Chemistry: molecular biology and microbiology – Differentiated tissue or organ other than blood – per se – or...
Reexamination Certificate
1998-02-13
2001-06-26
Stucker, Jeffrey (Department: 1648)
Chemistry: molecular biology and microbiology
Differentiated tissue or organ other than blood, per se, or...
C424S423000, C623S002220, C204S157630
Reexamination Certificate
active
06251579
ABSTRACT:
BACKGROUND OF THE INVENTION
1. Field of the Invention
This invention relates, in general, to a process for cross-linking and stabilizing proteinaceous material, and in particular, to a process for oxidizing collagenous material in the absence of a photo-catalyst but in the presence of chemicals that promote an oxidation reaction. The invention also relates to the resulting cross-linked product.

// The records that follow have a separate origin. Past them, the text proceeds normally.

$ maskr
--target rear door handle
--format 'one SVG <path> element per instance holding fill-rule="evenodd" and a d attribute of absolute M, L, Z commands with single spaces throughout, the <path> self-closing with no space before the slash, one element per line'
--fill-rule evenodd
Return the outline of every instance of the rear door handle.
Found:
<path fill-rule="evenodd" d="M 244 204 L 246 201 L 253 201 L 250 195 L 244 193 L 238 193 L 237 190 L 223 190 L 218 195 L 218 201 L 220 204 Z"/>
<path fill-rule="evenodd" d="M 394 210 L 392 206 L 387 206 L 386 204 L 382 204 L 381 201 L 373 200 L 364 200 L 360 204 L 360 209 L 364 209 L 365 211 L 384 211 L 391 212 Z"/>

2. Description of the Related Art
It has been stated that degeneration of collagen and elastin are major factors in the malfunction of bioprosthestic heart valves (A. Carpentier, Biological Tissue in Heart Valve Replacement, M.I. Ionescue et al. (Eds.), Butterworth, London, 1972). Carpentier developed a method for treating the tissue to inhibit inflammatory reactions by host cells while enhancing strength and flexibility, and to prevent the degeneration of collagen and elastin. This method involved washing the tissue in an acid, i.e., in Hanks solution, then oxidizing mucopolysaccharide and glycoprotein with metaperiodate to form aldehyde groups, and finally binding and cross-linking the aldehyde groups with amines. The cross-linkages were then stabilized with sodium borohydride. This method suffered because the tissue had a tendency to calcify.

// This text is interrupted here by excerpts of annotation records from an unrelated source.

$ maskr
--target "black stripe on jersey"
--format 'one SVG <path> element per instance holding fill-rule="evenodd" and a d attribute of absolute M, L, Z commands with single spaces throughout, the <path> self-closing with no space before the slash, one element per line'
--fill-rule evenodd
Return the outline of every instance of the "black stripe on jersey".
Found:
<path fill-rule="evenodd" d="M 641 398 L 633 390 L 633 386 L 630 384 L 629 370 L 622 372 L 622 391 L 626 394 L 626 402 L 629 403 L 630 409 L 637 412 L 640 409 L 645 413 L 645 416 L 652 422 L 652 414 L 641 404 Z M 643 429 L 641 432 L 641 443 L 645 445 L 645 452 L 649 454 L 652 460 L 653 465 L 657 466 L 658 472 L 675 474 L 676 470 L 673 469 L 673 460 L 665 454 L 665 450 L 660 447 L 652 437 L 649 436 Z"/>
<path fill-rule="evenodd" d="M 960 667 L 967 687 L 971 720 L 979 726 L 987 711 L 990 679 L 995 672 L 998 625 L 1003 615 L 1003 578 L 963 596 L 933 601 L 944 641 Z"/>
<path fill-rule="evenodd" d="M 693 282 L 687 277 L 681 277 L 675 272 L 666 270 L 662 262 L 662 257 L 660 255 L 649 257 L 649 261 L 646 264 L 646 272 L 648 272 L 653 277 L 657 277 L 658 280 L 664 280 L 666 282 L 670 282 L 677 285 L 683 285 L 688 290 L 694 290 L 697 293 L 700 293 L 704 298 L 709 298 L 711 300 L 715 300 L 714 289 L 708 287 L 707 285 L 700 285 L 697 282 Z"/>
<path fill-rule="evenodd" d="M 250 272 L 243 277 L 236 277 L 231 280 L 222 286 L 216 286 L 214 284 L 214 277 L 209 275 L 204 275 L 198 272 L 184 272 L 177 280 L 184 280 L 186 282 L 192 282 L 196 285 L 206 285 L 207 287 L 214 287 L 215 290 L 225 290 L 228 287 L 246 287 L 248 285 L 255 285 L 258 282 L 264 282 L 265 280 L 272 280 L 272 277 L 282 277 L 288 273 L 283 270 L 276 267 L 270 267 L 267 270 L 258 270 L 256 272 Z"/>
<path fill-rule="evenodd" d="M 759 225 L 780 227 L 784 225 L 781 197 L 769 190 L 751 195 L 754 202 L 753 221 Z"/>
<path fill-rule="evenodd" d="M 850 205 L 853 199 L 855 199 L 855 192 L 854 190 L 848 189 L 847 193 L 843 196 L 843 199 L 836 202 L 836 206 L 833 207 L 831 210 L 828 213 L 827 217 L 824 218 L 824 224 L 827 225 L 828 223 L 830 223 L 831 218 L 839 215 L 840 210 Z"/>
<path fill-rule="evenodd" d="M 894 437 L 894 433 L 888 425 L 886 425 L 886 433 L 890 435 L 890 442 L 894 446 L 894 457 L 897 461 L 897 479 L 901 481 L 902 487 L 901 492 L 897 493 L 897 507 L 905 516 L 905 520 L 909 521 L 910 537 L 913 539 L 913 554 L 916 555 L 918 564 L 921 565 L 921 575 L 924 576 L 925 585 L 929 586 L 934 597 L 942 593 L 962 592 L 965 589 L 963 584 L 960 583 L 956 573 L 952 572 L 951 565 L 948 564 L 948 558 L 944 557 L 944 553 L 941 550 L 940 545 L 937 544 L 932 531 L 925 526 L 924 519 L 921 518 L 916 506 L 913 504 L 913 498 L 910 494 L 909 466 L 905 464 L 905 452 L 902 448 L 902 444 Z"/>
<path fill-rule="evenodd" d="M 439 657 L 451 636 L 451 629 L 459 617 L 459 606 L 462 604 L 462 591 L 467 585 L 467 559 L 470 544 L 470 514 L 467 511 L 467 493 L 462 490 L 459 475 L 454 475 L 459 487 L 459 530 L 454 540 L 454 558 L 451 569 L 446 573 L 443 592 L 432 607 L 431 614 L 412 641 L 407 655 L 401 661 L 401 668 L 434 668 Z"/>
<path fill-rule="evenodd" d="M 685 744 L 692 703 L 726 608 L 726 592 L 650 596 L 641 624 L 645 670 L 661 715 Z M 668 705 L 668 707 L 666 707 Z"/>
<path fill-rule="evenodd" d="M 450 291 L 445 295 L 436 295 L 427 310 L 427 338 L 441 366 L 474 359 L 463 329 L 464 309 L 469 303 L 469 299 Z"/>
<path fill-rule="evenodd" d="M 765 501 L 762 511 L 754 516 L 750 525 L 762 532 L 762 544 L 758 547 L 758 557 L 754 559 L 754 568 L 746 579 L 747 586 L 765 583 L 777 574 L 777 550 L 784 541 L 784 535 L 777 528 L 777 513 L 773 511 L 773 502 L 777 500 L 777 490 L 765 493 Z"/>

Reagents and processes currently used for protein cross-linking generally depend upon the incorporation of the cross-linking reagent into the protein matrix to cross-link the &egr;-amino groups of lysine hydroxylysine, and/or other groups in the protein. Common cross-linking reagents in such processes include formaldehyde and glutaraldehyde; other processes include the introduction of a phthaloyl or adipoyl moiety into the protein via phthaloyl dichloride or adipoyl dichloride, respectively, and/or the introduction of a mereaptan for oxidization to a disulfide bond. The cross-linking processes, reactions and reagents of the prior art vary, but most involve incorporating the reagent into or around the protein. For example, when collagen fibrils are cross-linked with the reagent glutaraldehyde, a polymeric-like coating forms around the fibrils, resulting in stiffer collagen matrix (Cheung and Nimni, Connec. Tissue Res. 10:201, 1982 and Connec. Tissue Res. 13:109, 1984). the incorporation of glutaraldehyde in the collagen and in the coating lead to problems such as an increased tendency of the collagen-containing tissue to calcify and a slow bleeding of the fixating agent from the tissue after it has been implanted into a host animal.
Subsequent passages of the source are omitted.